La scolastique numérique

Nous pourrions penser qu’en remplaçant l’éducation livresque par l’éducation numérique, nous en finirons enfin avec les traditions scolastiques qui n’accordent pas assez d’importance à l’expérience vécue, qui produisent et reproduisent machinalement des idées coupées de la réalité, qui favorisent la pédanterie, qui standardisent les idées et les manières de penser et qui incitent au verbiage creux. En délaissant les vieux bouquins poussiéreux, en arrêtant d’isoler les universitaires dans les établissements d’enseignement supérieur, en les invitant ou les obligeant à utiliser des plateformes numériques pour enseigner ou étudier, en les faisant ainsi participer à la transformation numérique qui constitue le grand défi qui doit être relevé par nos sociétés, en leur donnant les moyens de vaquer plus facilement à leurs occupations dans le vrai monde et d’avoir une vie semblable au reste de la population, n’empêche-t-on pas la scolastique de se développer et de contaminer les universités et l’esprit des étudiants ? Quant aux enseignants et aux élèves des écoles primaires et secondaires, ne délaissent-ils pas graduellement un mode de transmission des connaissances désuet, défectueux, déconnecté de la réalité et soporifique pour le remplacer par un autre mode de transmission plus moderne, efficace, connecté et stimulant, conformément aux exigences actuelles et futures de la nouvelle réalité qui résultent du mouvement inéluctable de transformation numérique que connaissent nos sociétés ?
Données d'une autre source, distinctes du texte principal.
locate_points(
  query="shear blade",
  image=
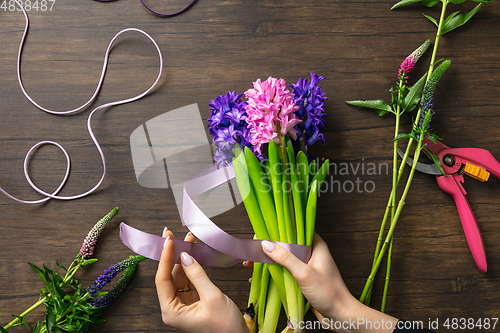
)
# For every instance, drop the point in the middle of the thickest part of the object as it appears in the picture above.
(430, 169)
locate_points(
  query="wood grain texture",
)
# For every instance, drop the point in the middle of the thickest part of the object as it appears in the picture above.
(225, 45)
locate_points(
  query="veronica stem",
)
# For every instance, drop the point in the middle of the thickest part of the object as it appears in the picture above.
(394, 221)
(387, 275)
(395, 181)
(69, 275)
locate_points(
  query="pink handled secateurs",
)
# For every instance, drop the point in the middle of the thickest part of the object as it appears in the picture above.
(474, 162)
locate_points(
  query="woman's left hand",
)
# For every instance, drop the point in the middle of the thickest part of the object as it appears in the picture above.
(189, 301)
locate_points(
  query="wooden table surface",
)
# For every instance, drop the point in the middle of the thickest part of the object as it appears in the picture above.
(226, 45)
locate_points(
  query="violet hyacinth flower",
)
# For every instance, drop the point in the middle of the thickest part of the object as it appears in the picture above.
(310, 99)
(228, 127)
(270, 104)
(87, 249)
(409, 63)
(110, 273)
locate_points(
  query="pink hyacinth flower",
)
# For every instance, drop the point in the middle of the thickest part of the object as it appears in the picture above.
(270, 103)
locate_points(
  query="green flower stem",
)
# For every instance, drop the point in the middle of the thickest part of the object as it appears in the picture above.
(387, 275)
(255, 215)
(273, 308)
(255, 286)
(69, 274)
(296, 196)
(395, 180)
(275, 171)
(303, 172)
(390, 233)
(262, 191)
(261, 305)
(438, 35)
(391, 201)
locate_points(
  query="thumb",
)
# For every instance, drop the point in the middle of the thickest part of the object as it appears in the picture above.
(286, 259)
(197, 276)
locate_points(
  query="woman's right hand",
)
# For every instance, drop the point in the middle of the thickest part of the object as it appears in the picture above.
(323, 286)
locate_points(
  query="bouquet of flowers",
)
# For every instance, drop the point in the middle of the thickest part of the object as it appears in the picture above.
(78, 311)
(265, 139)
(405, 99)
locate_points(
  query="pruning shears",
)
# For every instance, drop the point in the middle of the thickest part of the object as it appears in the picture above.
(455, 162)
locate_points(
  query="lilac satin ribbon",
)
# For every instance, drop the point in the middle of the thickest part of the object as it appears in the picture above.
(218, 249)
(161, 14)
(33, 149)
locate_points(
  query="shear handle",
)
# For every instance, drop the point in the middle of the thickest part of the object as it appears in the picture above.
(452, 185)
(479, 157)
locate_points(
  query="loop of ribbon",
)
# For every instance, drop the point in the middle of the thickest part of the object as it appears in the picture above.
(161, 14)
(54, 195)
(217, 248)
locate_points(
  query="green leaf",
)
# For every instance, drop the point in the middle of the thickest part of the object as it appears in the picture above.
(433, 137)
(432, 19)
(405, 136)
(411, 99)
(378, 105)
(456, 20)
(321, 174)
(436, 161)
(43, 292)
(430, 3)
(88, 262)
(21, 322)
(403, 3)
(262, 192)
(58, 264)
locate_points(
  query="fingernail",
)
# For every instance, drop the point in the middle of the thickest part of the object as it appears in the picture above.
(186, 259)
(268, 246)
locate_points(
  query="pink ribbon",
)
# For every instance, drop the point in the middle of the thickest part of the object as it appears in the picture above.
(217, 248)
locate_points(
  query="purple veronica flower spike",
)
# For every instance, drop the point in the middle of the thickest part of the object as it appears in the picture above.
(117, 289)
(310, 98)
(228, 126)
(409, 63)
(87, 249)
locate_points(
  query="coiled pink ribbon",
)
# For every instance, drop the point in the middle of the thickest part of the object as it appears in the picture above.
(160, 14)
(54, 195)
(218, 249)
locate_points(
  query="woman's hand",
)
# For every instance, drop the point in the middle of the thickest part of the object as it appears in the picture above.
(189, 301)
(323, 286)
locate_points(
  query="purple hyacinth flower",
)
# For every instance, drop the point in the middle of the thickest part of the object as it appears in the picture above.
(228, 126)
(310, 98)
En réalité, il serait naïf de croire que les établissements scolaires, simplement parce qu’ils délaissent les livres au profit des technologies numériques, se libèrent des pratiques et des attitudes scolastiques qui y existent depuis des siècles et surmontent leurs défauts. Il est plus probable que nous assistions maintenant à une simple transformation de ces pratiques et attitudes, comme cela s’est déjà produit après l’invention de l’imprimerie, qui a eu pour effet que, dans les institutions scolaires, les livres se sont encore plus imposés comme moyens de transmettre des connaissances et de former l’intelligence, au détriment de pratiques orales autonomes ou consistant à la lecture et à l’étude en commun des livres, plus rares, qui avaient existé jusque-là sous la forme de manuscrits. C’est pourquoi je propose ici d’examiner de quelle manière les défauts reconnus de la scolastique, qui empoisonnent notre éducation et notre culture depuis des siècles, sont susceptibles de muter et de s’imposer encore plus, en profitant de cette mise au goût du jour de la scolastique, laquelle n’est plus reconnue pour ce qu’elle est et peut donc agir à la fois plus sournoisement et plus ouvertement.
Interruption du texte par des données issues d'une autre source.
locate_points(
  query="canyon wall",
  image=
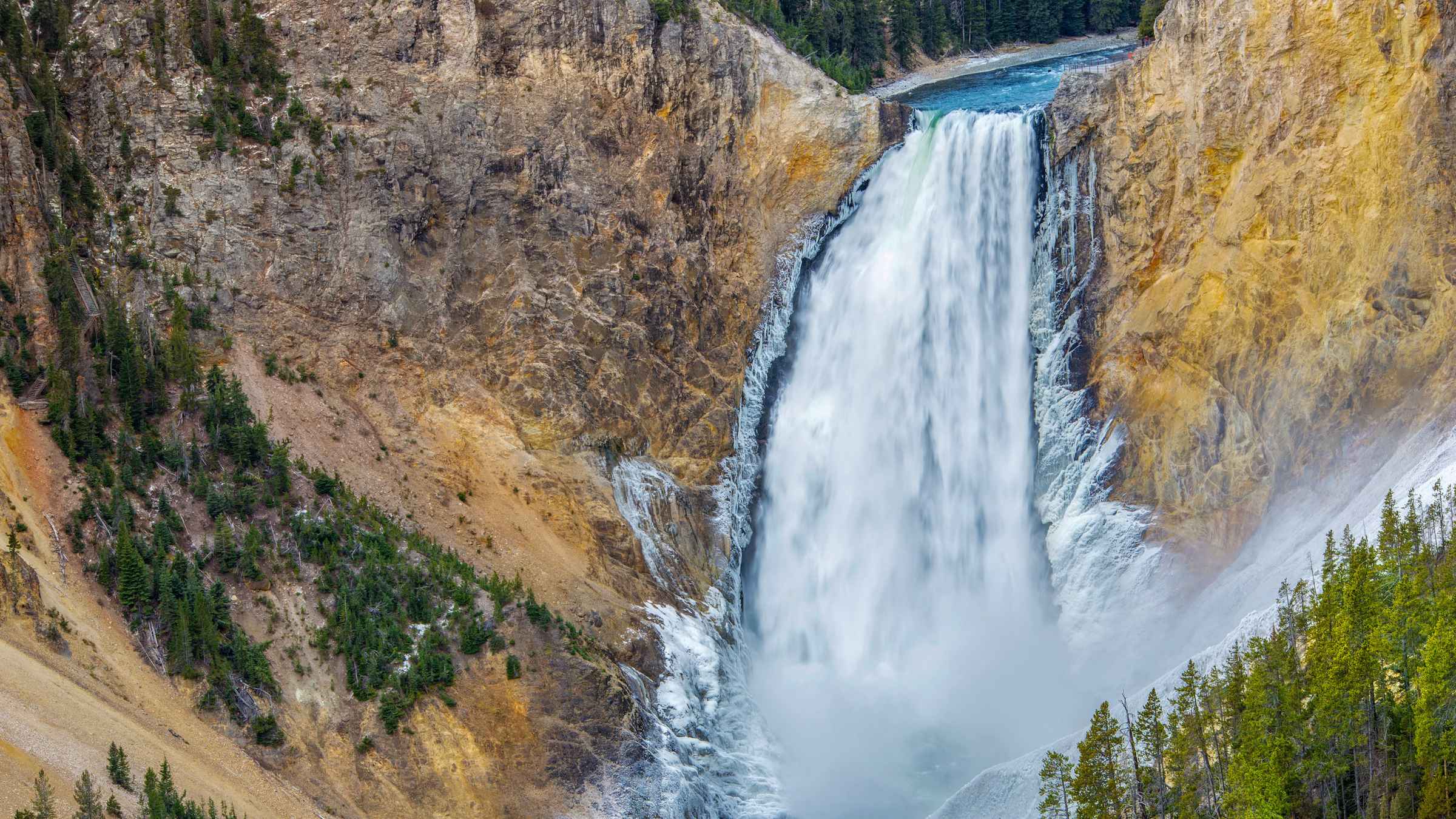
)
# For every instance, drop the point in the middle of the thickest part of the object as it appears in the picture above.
(533, 237)
(1275, 184)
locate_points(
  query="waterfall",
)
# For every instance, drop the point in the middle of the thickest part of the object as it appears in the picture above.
(707, 749)
(902, 602)
(934, 553)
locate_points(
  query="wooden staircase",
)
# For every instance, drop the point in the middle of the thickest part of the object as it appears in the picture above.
(34, 397)
(84, 291)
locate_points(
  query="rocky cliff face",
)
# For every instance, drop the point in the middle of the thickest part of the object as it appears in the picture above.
(530, 237)
(1275, 187)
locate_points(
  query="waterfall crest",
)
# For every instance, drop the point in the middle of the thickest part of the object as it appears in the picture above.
(899, 582)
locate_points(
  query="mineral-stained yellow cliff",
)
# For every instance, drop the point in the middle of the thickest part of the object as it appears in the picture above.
(533, 237)
(1275, 187)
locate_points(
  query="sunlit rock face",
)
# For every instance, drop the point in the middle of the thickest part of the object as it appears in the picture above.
(1276, 207)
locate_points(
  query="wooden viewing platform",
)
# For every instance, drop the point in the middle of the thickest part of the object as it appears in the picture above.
(84, 291)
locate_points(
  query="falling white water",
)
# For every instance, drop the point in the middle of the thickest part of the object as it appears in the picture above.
(902, 599)
(707, 749)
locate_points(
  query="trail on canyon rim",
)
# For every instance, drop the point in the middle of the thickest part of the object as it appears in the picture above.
(903, 622)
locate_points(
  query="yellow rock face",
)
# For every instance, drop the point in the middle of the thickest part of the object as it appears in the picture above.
(1275, 186)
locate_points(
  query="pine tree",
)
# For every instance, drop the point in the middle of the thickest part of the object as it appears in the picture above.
(903, 30)
(88, 802)
(1149, 16)
(1152, 740)
(1435, 727)
(135, 584)
(118, 769)
(42, 805)
(1104, 15)
(1100, 783)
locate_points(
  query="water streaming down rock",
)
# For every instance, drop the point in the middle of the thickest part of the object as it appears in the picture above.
(905, 620)
(708, 752)
(925, 433)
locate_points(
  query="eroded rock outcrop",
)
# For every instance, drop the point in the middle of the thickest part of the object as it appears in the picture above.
(1275, 187)
(532, 237)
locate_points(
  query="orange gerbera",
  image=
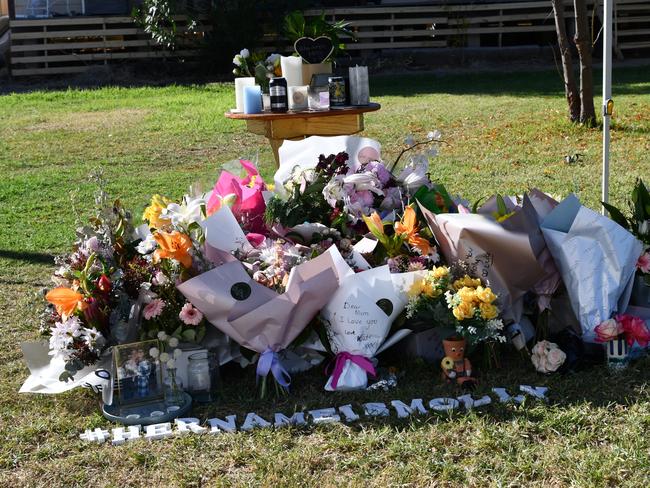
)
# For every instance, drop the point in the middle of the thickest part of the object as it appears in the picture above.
(174, 245)
(65, 300)
(408, 228)
(374, 224)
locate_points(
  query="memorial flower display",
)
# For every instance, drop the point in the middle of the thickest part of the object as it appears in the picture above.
(344, 257)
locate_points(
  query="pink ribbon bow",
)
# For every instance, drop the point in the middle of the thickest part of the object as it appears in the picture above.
(339, 363)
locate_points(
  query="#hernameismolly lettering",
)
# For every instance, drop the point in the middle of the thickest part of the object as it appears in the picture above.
(344, 413)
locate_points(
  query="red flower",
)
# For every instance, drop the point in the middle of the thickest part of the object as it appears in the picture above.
(634, 329)
(104, 284)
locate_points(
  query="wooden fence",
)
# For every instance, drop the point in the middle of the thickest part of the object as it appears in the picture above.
(73, 44)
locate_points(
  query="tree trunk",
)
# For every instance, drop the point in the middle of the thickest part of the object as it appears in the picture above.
(570, 87)
(583, 43)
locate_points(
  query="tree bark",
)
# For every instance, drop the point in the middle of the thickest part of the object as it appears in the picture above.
(570, 86)
(582, 40)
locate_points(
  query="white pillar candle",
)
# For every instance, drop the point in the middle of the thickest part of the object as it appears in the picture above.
(240, 83)
(292, 70)
(359, 86)
(298, 96)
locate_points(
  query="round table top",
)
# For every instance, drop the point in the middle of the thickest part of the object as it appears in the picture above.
(352, 110)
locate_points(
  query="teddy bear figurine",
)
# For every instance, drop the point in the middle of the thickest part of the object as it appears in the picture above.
(455, 366)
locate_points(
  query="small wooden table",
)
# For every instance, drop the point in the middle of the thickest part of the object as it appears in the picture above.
(277, 127)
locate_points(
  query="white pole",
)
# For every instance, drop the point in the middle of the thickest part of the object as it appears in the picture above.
(607, 94)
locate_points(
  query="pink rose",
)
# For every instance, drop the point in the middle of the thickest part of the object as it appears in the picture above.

En ce qui concerne l’isolement des personnes qui enseignent ou étudient et l’appauvrissement de l’expérience vécue, l’éducation numérique, loin d’atténuer les maux de la tradition scolastique, les aggravent et les propagent plutôt. Malgré les défauts des milieux scolaires, il est impossible de nier qu’ils constituent des milieux sociaux où ces personnes passent beaucoup de temps durant leur enfance, leur adolescence et leur jeunesse, et durant tout l’âge adulte, jusqu’à la retraite, pour ceux qui enseignent. Ces milieux font partie de la réalité au même titre que les milieux familiaux et professionnels, et les expériences qu’on y fait font autant partie de la vie que les expériences qu’on fait dans ces autres milieux ou dans sa vie personnelle. Ce qu’on critique souvent, quand on reproche aux milieux scolaires de favoriser l’isolement et d’appauvrir l’expérience vécue, c’est l’accaparement des personnes ainsi soustraites à d’autres milieux sociaux, et c’est l’importance démesurée que prend la vie scolaire au détriment d’autres aspects ou parties de la vie. Ce ne serait pas si mal si les élèves et les étudiants qui doivent ou qui ont dû supporter le joug de la tradition scolastique passaient moins de temps en classe, assis sur leur derrière, à mémoriser et à régurgiter ce que disent les enseignants et les professeurs, les manuels utilisés et les livres à l’étude. Dans la mesure où ils ancrent l’éducation dans des expériences favorables au développement des enfants et des jeunes et rares ailleurs, les milieux scolaires ne sont pas coupés de la vie, et un certain isolement des autres milieux sociaux, par exemple les milieux de travail et les milieux familiaux, ne doit pas être considéré comme une mauvaise chose.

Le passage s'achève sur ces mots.